For these game rules, we could automatically generate differential rules with “diff -u“, but the resulting output would not be very user friendly. The best way is probably to write out the errata in English, which with our current NLP abilities is not automatable and introduces duplication. However, since games are usually a “run a few times” deal, and aren’t interested in tracking upstream changes to the original rules document, this duplication does not result in a maintainability problem. This is one of the reasons why I used it as an example: it’s a really clear cut case where duplication is OK.

3. Matt Hellige says:

Of course, it would in many cases be more preferable not to have to choose one or the other at all, but rather to choose an orthogonal view (no repetition) and a linear view (everything inlined), since both have clear pros and cons. This is, of course, something that we badly miss in virtually all programming environments.

But, more concretely, you claim: “Java’s insistence on writing things out means it’s difficult for programmers to make a big mess.” This is complete nonsense. Java programmers routinely make absolutely enormous messes. On the other hand, it does make it difficult to make a mess that is small, but severe. But is this really such a great thing?

After all, having to read 5,000 lines of code to determine that a project is a mess is far more frustrating than being able to tell after 50…

4. I’m not particularly interested in defending the Java example (I don’t even like Java!) so I’ve reworded it.

5. Brian Sniffen says:

Don’t repeat yourself, but it’s fine to make others repeat themselves. For example, tagged serializations (e.g., XML) are much safer than untagged binary serialization (ASN.1 DER). We’re often willing to pay the cost of a much more expensive parser to be sure that we’re reading a self-describing message.

It’s fine to make the computer repeat itself.
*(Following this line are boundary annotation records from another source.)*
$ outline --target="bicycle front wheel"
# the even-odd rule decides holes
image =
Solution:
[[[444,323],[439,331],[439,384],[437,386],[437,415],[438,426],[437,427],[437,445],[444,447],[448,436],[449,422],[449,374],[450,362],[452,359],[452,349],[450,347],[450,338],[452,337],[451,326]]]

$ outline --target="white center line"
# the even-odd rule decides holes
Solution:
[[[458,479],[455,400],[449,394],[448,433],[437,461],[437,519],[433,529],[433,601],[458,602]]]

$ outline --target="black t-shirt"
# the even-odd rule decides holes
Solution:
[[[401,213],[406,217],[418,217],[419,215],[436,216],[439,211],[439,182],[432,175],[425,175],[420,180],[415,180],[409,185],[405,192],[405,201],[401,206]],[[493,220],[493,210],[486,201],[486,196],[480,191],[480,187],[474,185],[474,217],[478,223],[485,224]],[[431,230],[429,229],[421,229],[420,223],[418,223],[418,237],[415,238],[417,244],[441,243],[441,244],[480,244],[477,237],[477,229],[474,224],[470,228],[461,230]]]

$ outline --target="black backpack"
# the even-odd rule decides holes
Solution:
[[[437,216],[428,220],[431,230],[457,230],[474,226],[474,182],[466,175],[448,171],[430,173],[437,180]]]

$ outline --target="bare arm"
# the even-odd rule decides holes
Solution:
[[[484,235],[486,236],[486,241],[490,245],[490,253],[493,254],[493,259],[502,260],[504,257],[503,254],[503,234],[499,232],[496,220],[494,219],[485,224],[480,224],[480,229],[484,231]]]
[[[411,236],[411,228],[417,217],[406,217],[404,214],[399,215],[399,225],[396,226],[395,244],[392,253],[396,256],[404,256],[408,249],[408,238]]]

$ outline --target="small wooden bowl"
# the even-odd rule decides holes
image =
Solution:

Erlang’s very-efficient VM copies data from thread to thread with each message—turns out to be easier than handling cross-thread garbage collection.

Similarly, the best format for rules might be the standard rules document with game-specific changes… and marginalia noting unusual changes. Humans don’t read documents in sequence; they jump and skip and scan. \marginpar is your friend. Well. Not actually your friend, since each marginpar is a float and they tend to bunch up and wreck the document. But marginpar is useful.

6. Fritz Ruehr says:

As someone who teaches programming, I often present the development of a program to my students. In this context, I often see exactly the kind of tension you’re talking about here: when students first see the program, they need to see it in a form with a lot of the “repetition” still in place. On the other hand, I want to “bring them along for the ride” and show them how I re-factored the design and the code to generalize and thus cut out some of the repetition.

I’ve done some (very limited so far) experiments with sequences of side-by-side, before-and-after “panels” of code: the left side shows the original form (relatively speaking), the right side the modified form. Color highlighting and such helps draw out the differences (a la some implementations of diff utilities). Multiple successive pages show how several stages of re-factoring proceed towards a final version.

Students have reacted very well to this sort of presentation, but I can imagine using it even (especially?) for larger, real-world programs: we keep a set of successive “diffs”, along with appropriate documentation (in an extreme version, perhaps even something like Knuth’s literate programming). That way, newcomers and old hands alike could approach the code in a way which supports their differing needs: you can look at it in a naive form, full of redundancies, or see it in a final form, highly abstracted.

It’s trickiest when the actual functionality (or types, or specification, etc.) of the code changes along the way: obviously the old code can’t quite so easily be seen as what is actually there in the final version.

But when the type, spec., intent, etc. remains the same, you can even imagine that the naive code is what’s running, rather then the refined version.

(My pedagogical example along these lines are in Haskell, free of side-effects, and thus especially easy to imagine being substituted one for the other.)